Timeline of Computer History
 

1945  
Computers
John von Neumann
John von Neumann wrote "First Draft of a Report on the EDVAC" in which he outlined the architecture of a stored-program computer. Electronic storage of programming information and data eliminated the need for the more clumsy methods of programming, such as punched paper tape — a concept that has characterized mainstream computer development since 1945. Hungarian-born von Neumann demonstrated prodigious expertise in hydrodynamics, ballistics, meteorology, game theory, statistics, and the use of mechanical devices for computation. After the war, he concentrated on the development of Princeton´s Institute for Advanced Studies computer and its copies around the world.
People & Pop Culture
Grace Hopper
On September 9th, Grace Hopper recorded the first actual computer "bug" — a moth stuck between the relays and logged at 15:45 hours on the Harvard Mark II. Hopper, a rear admiral in the U.S. Navy, enjoyed successful careers in academia, business, and the military while making history in the computer field.
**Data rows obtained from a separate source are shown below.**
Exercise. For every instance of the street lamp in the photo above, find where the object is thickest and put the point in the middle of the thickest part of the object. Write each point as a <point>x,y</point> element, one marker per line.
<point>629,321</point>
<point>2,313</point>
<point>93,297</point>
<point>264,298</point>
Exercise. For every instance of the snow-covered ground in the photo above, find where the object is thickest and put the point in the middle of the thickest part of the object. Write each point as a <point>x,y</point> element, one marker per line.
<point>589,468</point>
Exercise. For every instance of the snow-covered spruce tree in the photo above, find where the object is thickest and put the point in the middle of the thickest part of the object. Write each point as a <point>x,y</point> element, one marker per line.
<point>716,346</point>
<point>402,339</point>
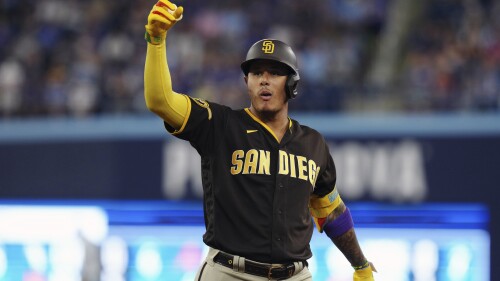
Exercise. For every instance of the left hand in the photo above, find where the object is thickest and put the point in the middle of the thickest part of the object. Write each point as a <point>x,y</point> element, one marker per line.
<point>365,274</point>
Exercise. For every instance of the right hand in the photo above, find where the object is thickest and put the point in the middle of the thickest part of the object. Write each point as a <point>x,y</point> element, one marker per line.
<point>161,18</point>
<point>365,274</point>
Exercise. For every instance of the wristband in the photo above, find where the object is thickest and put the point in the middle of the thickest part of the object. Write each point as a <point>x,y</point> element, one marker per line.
<point>156,40</point>
<point>340,225</point>
<point>359,267</point>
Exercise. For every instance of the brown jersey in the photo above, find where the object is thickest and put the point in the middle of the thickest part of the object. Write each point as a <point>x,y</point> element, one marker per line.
<point>256,189</point>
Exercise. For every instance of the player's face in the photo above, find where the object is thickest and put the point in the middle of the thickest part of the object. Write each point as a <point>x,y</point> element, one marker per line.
<point>266,86</point>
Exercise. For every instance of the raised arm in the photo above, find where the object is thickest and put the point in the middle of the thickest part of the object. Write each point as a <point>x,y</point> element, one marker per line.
<point>158,93</point>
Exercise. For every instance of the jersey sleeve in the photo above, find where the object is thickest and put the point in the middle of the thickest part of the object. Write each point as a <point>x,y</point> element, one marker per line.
<point>327,177</point>
<point>203,124</point>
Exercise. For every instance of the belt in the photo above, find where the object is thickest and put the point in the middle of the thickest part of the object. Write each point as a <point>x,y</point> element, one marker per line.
<point>272,272</point>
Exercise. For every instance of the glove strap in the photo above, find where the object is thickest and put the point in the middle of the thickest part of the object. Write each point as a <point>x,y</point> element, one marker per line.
<point>359,267</point>
<point>155,40</point>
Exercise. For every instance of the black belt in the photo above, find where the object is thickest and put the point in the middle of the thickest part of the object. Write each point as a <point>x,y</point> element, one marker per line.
<point>272,272</point>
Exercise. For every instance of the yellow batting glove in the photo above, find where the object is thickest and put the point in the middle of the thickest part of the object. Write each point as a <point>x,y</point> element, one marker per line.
<point>161,18</point>
<point>365,273</point>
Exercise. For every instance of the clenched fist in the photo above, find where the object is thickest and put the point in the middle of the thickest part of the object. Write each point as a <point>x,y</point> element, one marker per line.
<point>161,18</point>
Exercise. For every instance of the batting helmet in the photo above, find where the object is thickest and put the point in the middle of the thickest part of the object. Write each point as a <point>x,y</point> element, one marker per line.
<point>272,49</point>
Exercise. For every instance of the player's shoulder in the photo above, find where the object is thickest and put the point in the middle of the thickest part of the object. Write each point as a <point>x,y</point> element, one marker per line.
<point>304,129</point>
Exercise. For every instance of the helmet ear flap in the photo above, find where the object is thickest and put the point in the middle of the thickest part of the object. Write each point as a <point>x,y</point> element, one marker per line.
<point>291,85</point>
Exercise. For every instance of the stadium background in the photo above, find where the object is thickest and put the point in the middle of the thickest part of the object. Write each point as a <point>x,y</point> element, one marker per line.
<point>406,92</point>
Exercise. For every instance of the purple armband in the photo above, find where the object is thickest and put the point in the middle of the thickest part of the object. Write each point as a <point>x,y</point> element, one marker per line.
<point>340,225</point>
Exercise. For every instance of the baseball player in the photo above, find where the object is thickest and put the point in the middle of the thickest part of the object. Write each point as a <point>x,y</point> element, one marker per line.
<point>264,175</point>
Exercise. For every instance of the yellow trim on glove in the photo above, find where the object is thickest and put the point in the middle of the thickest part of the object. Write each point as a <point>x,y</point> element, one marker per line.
<point>365,274</point>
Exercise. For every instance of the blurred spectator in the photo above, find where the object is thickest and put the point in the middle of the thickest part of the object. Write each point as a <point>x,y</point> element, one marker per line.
<point>79,58</point>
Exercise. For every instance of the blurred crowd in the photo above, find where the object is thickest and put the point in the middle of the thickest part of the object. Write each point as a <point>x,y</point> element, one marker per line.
<point>86,57</point>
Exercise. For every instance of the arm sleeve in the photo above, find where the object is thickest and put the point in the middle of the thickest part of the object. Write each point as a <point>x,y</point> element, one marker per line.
<point>160,98</point>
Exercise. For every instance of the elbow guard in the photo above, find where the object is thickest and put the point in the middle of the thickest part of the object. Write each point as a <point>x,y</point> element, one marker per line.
<point>321,207</point>
<point>340,225</point>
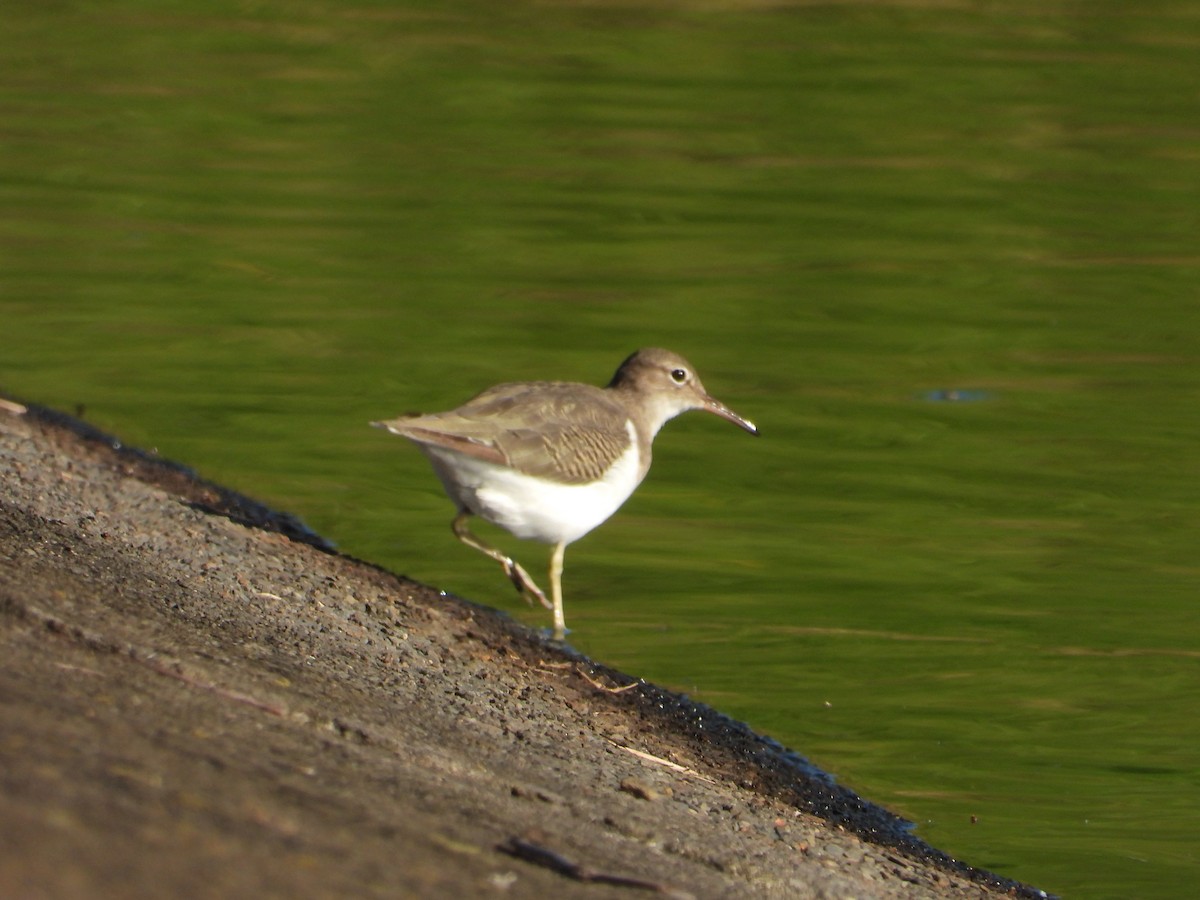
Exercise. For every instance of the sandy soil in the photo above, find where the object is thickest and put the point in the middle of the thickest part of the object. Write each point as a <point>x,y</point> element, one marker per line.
<point>198,699</point>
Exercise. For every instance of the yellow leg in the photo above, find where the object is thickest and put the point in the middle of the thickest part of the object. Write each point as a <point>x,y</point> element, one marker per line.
<point>516,573</point>
<point>556,589</point>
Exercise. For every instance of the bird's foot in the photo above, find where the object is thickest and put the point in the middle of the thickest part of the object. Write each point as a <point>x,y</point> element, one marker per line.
<point>525,585</point>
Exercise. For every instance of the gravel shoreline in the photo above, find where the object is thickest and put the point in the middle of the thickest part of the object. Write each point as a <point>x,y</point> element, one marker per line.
<point>201,699</point>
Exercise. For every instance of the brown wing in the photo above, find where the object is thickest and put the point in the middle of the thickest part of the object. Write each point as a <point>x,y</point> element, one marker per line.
<point>567,432</point>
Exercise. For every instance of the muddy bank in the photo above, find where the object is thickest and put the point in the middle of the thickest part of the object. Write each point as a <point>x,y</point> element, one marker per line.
<point>199,699</point>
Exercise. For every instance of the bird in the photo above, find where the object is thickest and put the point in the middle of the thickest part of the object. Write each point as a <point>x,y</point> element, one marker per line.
<point>550,461</point>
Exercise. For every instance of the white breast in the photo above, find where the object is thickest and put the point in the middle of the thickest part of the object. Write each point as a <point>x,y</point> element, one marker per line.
<point>532,508</point>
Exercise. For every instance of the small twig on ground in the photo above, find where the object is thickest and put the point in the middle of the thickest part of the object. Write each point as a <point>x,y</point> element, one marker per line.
<point>539,855</point>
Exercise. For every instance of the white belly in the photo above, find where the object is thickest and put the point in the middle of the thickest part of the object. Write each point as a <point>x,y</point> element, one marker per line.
<point>532,508</point>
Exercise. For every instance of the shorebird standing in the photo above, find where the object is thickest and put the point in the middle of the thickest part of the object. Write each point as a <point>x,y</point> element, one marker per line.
<point>550,461</point>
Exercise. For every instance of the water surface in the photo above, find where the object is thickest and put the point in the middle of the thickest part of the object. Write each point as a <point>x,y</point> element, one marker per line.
<point>945,256</point>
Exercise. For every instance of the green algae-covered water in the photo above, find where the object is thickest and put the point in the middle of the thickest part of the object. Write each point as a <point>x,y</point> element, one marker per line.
<point>945,255</point>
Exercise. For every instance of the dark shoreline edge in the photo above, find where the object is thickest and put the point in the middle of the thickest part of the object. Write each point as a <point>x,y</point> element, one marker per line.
<point>753,761</point>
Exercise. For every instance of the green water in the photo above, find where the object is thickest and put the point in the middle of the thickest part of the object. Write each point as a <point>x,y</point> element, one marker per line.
<point>239,231</point>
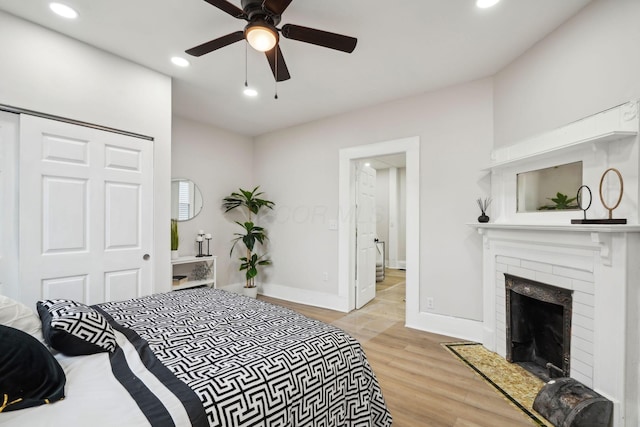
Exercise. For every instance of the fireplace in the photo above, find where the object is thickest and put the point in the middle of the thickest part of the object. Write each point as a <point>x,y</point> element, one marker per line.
<point>538,327</point>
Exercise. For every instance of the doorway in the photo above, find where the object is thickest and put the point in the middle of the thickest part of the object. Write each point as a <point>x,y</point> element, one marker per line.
<point>410,148</point>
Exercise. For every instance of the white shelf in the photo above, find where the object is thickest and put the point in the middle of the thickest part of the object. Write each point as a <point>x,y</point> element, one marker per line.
<point>183,261</point>
<point>583,228</point>
<point>603,127</point>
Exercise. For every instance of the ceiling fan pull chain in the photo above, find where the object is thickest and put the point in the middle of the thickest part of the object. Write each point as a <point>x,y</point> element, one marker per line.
<point>276,79</point>
<point>246,84</point>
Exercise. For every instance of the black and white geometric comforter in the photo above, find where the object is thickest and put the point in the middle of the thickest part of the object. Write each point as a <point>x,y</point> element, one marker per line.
<point>252,363</point>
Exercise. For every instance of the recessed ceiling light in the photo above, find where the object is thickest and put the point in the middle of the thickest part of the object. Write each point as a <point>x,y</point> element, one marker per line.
<point>483,4</point>
<point>180,62</point>
<point>63,10</point>
<point>250,92</point>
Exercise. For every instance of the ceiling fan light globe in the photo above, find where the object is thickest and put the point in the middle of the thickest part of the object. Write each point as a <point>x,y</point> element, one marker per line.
<point>260,37</point>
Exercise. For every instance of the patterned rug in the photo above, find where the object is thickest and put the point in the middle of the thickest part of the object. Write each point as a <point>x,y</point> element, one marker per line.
<point>515,383</point>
She helped program the Harvard Mark I and II and developed the first compiler, A-0. Her subsequent work on programming languages led to COBOL, a language specified to operate on machines of different manufacturers.
Software & Languages
Konrad Zuse
Konrad Zuse began work on Plankalkul (Plan Calculus), the first algorithmic programming language, with an aim of creating the theoretical preconditions for the formulation of problems of a general nature. Seven years earlier, Zuse had developed and built the world´s first binary digital computer, the Z1. He completed the first fully functional program-controlled electromechanical digital computer, the Z3, in 1941. Only the Z4 — the most sophisticated of his creations — survived World War II.